Impreza była zorganizowana profesjonalnie. Na mistrzostwa przyjechali delegaci techniczni EUSA z Portugalii i Cypru, którzy codziennie przeprowadzali odprawy z drużynami. Spotkania rozgrywano na Polach Marsowych, a boiska były znakomicie przygotowane. Poza tym zawody obsługiwało kilkudziesięciu wolontariuszy, którzy w każdej chwili służyli swoją pomocą.

W rozgrywkach grupowych piłkarze UMCS pokonali Uniwersytet z Grazu 3:1 (po trzech bramkach Pawła Ponieważa) oraz ulegli 2:3 Uniwersytetowi z Nowego Sadu (Krzysztof Kaczor, Sebastian Orzędowski) i praskiemu Uniwersytetowi Karola (1:2 - bramka Paweł Kamiński). Mimo wszystko lublinianie awansowali do ćwierćfinału, gdzie przegrali z późniejszym mistrzem Europy - drużyną uniwersytecką z Besancon 0:3.

W meczu o piątą pozycję UMCS, po bardzo zaciętej walce, uległ 2:3 Uniwersytetowi z Wüzburga, a ozdobą tego spotkania była jedna z dwóch bramek zdobytych przez Arkadiusza Maksymowicza. Z kolei w spotkaniu o siódmą lokatę zespół lubelski wygrał 2:0 (Maksymowicz, Paweł Michalski) z Politechniką Eidhoven. W finale Besancon bez najmniejszych problemów pokonał akademików z Aten 3:0.

- Poziom imprezy był bardzo dobry - ocenia Tomasz Bielecki, trener drużyny. - Przyjechały drużyny m.in. z Francji, Niemiec, Czech prezentujące wysoką kulturę gry. Szczególne wrażenie zrobili Francuzi, którzy byli świetnie zorganizowani i grali bardzo nowocześnie.

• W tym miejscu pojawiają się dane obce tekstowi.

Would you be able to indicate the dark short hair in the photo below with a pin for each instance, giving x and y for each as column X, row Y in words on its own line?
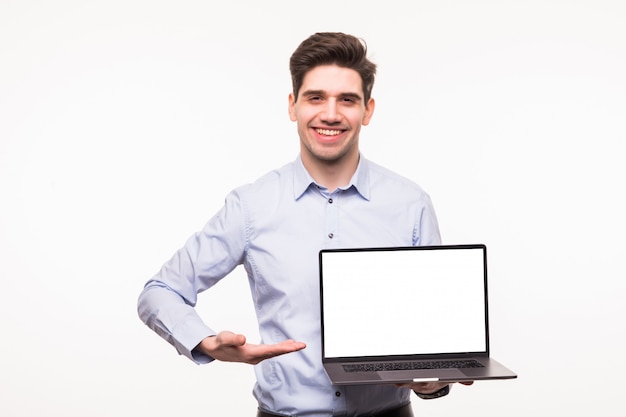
column 328, row 48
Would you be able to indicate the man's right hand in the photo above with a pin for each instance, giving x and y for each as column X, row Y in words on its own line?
column 230, row 347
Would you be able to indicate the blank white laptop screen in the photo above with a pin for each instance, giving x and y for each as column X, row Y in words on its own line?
column 403, row 302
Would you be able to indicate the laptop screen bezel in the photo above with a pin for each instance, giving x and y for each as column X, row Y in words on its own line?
column 424, row 356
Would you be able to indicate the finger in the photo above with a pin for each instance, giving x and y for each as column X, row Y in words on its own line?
column 231, row 339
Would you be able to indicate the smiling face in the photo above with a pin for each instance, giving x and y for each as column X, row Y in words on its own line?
column 329, row 112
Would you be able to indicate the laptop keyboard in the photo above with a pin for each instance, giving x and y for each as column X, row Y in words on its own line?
column 412, row 365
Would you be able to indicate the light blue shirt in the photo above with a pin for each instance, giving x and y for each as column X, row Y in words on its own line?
column 275, row 228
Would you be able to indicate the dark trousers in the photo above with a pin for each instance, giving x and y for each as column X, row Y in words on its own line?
column 404, row 411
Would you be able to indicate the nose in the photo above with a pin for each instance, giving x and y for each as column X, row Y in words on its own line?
column 331, row 114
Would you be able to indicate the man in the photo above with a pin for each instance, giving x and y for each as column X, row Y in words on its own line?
column 330, row 196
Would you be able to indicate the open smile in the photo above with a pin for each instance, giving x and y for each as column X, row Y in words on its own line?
column 328, row 132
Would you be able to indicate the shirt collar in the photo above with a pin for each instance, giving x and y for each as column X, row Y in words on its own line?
column 302, row 180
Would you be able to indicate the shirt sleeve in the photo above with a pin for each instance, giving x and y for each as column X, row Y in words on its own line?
column 426, row 230
column 166, row 304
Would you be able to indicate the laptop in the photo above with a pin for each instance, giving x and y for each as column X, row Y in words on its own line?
column 406, row 314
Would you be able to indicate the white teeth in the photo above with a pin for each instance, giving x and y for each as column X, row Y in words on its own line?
column 328, row 132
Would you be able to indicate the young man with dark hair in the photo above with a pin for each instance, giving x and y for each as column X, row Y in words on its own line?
column 329, row 197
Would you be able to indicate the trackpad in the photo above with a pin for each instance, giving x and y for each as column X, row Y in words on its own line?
column 441, row 374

O klasie tego zespołu najlepiej świadczy fakt, że nie stracił w całym turnieju ani jednej bramki. Były to bardzo ciężkie mistrzostwa, bo w ciągu sześciu dni drużyny musiały rozegrać po sześć spotkań. Pragnę dodać, że dla nas udział w mistrzostwach był ogromnym zaszczytem. Uważam, że mimo dość odległej lokaty zaprezentowaliśmy się dobrze. Z pewnością byłoby lepiej, ale z różnych przyczyn nie wystąpiliśmy w najsilniejszym składzie.